Polychromatic Colourings
Overview
This repository provides a formalisation in the Lean 4 theorem prover of results related to
polychromatic colourings of integers. Given a finite set S of integers, a
colouring of the integers is called S-polychromatic if every translate of
S contains an element of each colour class. In other words, for every integer
n and every colour c, there exists some element s \in S such that n + s has colour c.
For example, consider the set S = \{0, 1\}. A 2-colouring of the integers is S-polychromatic
if every pair of consecutive integers \{n, n+1\} contains both colours. The standard alternating
colouring (even numbers red, odd numbers blue) achieves this, so S admits a 2-polychromatic
colouring. In fact, this is optimal: no 3-colouring can be S-polychromatic since each pair would
need to contain all three colours but only has two elements.
Using fewer colours makes it easier to be polychromatic: if every translate of S hits
all k colours, it certainly hits any subset of them.
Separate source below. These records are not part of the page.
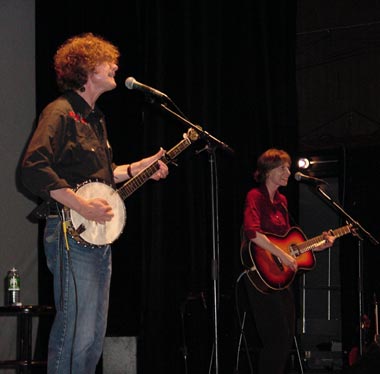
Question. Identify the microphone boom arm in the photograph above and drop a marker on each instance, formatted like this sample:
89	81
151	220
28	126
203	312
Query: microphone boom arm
202	133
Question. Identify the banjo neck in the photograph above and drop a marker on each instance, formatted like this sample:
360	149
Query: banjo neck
132	184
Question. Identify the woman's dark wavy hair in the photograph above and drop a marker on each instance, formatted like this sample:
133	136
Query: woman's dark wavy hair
79	56
270	159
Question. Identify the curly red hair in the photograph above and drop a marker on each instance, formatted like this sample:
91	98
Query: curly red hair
79	56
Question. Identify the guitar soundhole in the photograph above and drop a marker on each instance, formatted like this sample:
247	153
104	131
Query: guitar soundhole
278	262
294	251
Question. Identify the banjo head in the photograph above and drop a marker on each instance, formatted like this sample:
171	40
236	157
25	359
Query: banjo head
95	233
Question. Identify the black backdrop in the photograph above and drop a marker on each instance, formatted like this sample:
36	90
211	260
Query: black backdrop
230	68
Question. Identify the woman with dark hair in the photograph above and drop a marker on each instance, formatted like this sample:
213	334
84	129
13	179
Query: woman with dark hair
266	212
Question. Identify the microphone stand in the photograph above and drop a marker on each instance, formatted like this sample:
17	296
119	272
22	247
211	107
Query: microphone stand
356	227
212	144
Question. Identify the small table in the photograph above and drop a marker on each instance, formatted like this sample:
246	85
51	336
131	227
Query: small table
24	314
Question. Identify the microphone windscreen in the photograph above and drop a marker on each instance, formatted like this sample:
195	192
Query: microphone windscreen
129	82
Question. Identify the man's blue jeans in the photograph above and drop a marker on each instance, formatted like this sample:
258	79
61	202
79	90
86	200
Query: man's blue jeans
82	278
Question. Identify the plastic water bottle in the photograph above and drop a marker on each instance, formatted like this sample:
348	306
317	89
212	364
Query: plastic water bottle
13	279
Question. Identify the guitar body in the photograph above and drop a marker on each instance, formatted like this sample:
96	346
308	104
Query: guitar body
266	271
90	232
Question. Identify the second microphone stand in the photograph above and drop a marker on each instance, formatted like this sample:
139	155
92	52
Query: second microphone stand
212	144
358	231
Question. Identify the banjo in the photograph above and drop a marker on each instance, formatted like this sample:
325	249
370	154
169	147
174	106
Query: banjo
95	234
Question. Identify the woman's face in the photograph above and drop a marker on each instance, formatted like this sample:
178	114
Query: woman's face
279	175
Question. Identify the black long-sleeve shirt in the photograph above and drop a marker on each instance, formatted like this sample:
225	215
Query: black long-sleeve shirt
68	147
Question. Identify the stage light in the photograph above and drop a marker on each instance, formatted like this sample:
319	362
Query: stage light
303	163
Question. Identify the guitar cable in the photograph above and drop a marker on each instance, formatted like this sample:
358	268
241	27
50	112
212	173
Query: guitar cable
65	223
241	323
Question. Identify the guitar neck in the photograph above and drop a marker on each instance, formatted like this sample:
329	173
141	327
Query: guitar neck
131	185
313	243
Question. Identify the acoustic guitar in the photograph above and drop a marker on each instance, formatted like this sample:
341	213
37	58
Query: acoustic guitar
266	271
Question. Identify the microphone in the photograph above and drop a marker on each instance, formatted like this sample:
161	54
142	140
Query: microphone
299	177
132	84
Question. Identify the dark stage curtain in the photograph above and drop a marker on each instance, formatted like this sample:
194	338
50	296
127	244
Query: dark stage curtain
230	68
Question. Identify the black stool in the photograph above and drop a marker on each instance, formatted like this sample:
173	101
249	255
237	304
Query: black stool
24	313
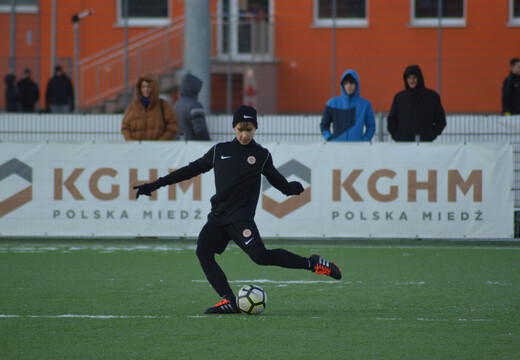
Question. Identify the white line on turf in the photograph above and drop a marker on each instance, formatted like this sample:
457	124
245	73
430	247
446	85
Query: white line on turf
265	281
67	248
82	316
112	317
436	320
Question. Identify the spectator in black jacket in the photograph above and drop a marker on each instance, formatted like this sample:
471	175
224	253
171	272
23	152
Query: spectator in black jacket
416	112
190	114
511	90
12	98
29	92
60	94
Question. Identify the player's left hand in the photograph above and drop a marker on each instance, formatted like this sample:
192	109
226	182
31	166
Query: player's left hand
295	188
144	189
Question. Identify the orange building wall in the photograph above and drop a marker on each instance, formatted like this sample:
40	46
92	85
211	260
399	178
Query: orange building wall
475	59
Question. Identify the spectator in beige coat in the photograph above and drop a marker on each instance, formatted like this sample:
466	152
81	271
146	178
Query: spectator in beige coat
148	117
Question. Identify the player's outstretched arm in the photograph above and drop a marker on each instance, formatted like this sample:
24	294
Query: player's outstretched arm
146	189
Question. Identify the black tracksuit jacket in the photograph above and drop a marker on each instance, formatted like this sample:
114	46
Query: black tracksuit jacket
238	171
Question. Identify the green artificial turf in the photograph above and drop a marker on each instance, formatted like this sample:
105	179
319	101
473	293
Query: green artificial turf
114	299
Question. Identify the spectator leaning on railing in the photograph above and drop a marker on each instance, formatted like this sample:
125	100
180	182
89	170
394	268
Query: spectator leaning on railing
417	112
149	117
511	90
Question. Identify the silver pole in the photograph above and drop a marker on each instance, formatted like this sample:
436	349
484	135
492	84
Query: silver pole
229	74
439	45
75	20
12	47
333	60
76	65
197	46
125	64
53	36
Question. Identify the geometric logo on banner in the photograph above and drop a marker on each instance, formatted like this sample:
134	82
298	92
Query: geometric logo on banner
281	209
16	167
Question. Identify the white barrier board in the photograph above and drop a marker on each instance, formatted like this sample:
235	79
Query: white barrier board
379	190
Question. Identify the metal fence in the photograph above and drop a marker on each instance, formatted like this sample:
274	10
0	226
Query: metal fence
272	128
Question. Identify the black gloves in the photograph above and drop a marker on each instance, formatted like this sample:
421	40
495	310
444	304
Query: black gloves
294	188
146	189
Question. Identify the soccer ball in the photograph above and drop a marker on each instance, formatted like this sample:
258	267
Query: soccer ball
251	299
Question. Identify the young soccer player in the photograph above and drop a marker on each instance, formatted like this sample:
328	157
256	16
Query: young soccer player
238	166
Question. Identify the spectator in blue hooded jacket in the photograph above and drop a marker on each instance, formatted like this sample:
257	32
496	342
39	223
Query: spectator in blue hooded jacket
351	116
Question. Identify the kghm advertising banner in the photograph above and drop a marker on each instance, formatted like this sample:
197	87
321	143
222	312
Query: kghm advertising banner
352	190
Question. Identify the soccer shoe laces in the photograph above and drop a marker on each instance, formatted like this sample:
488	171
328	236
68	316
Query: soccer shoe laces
322	266
223	307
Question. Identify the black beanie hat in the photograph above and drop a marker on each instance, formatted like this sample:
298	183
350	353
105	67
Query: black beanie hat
245	113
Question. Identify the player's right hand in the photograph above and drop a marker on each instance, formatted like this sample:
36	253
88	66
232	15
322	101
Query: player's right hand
295	188
144	189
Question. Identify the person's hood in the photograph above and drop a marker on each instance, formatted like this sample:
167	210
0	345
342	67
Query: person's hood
190	85
416	70
356	78
154	96
9	79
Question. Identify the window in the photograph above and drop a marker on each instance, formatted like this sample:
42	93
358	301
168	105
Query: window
349	13
144	13
426	12
22	6
514	12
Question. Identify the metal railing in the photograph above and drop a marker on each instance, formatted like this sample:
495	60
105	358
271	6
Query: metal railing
155	52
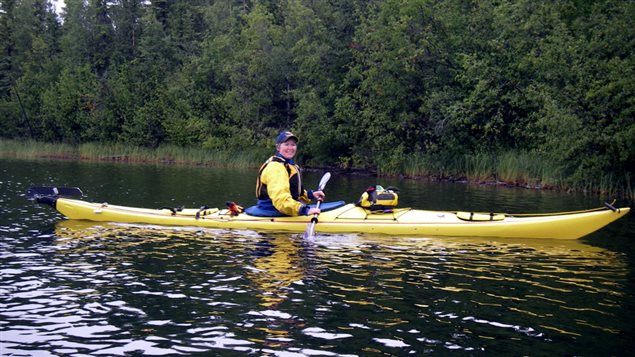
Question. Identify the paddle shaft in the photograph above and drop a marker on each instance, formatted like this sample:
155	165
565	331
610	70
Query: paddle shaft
310	229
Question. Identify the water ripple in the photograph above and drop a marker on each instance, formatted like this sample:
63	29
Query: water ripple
120	289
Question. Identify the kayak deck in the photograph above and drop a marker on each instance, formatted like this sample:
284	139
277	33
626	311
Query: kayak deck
353	219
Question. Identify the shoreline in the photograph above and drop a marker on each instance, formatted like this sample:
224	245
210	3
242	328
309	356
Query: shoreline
199	157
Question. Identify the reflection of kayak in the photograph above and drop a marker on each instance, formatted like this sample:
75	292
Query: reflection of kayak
353	219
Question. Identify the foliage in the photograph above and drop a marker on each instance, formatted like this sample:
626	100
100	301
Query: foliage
366	84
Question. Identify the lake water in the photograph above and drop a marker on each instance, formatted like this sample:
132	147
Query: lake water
72	288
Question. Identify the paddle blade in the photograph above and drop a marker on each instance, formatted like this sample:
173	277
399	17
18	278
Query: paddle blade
323	181
42	191
310	230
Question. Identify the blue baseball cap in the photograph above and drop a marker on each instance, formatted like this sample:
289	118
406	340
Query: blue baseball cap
284	136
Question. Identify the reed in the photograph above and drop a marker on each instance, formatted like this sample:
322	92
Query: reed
511	168
168	154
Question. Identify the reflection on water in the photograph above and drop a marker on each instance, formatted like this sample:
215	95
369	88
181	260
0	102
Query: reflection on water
78	288
108	289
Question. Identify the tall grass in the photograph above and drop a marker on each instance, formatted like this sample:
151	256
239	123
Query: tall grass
126	153
512	168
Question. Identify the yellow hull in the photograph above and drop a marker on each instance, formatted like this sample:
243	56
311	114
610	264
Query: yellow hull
353	219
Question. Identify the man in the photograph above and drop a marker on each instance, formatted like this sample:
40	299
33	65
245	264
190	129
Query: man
279	186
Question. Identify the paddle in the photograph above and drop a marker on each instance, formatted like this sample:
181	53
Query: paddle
310	229
43	191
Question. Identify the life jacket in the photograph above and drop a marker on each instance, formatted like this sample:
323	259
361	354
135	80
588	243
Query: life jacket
295	179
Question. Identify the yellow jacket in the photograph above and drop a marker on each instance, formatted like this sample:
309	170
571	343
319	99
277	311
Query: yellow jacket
280	181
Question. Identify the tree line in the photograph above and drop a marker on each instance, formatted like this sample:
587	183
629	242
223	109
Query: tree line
364	83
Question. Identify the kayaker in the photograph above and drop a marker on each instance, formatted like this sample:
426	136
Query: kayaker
279	185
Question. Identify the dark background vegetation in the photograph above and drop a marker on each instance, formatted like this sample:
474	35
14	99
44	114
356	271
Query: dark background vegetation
364	83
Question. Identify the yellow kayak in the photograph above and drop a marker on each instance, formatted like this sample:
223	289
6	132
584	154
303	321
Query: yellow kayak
350	218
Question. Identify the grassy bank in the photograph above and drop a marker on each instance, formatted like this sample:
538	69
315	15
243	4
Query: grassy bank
514	169
125	153
511	168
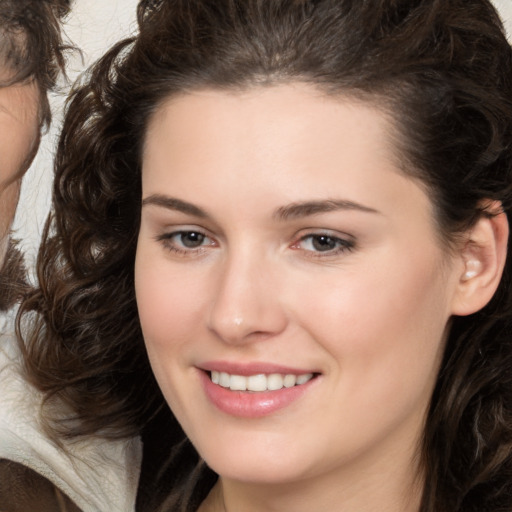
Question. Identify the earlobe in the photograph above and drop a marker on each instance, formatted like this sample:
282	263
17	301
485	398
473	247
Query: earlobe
483	257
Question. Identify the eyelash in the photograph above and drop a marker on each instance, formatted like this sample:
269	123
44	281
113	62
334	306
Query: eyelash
342	245
167	241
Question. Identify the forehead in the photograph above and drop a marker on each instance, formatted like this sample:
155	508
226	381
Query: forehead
263	148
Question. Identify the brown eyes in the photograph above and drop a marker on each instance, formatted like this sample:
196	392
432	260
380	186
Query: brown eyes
190	242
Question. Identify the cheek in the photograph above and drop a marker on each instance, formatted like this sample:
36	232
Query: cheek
169	306
386	323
Similarly, larger sets are easier to colour
polychromatically, since there are more elements available in each translate to cover the required
colours. So a natural question is: how large must S be to guarantee a k-polychromatic
colouring exists?
Two primary targets of this repository are:
-
Formalise Erdős and Lovász' solution to Strauss' conjecture on the existence of polychromatic colourings of sets of bounded size by any number of colours.
-
Formalise the result that every set of size
4has a polychromatic3-colouring, due to Axenovich, Goldwasser, Lidický, Martin, Offner, Talbot, and Young.
The first of these requires results from probability theory and topology, as well as some calculus. The second is more combinatorial, and the informal proof requires a large computer search to verify around 4 million cases.
At the moment, we have achieved the first of these goals, and the computational part of the second is completed, but not the non-computational aspects of the proof.
Repository Structure
The repository is organised as follows:
-
Generation C++ and Python code using Z3 for generating explicit periodic colourings. The main output is
full-colors.log, which contains colouring witnesses used by the Lean verification.-
Lean The formal Lean 4 proofs, including:
-
Colouring.lean: Core definitions of polychromatic colourings -
LocalLemma.lean: The Lovász local lemma -
Existence.lean: Existence results via probabilistic and topological methods -
FourThree/: Computational verification for the four-three problem
-
-
Verso Lean code for generating this documentation website using the Verso framework.
-
site Jekyll website source files, completed by the Verso-generated content.
Mathematical Background
Definitions
We first define the predicate for a colouring to be polychromatic for a set.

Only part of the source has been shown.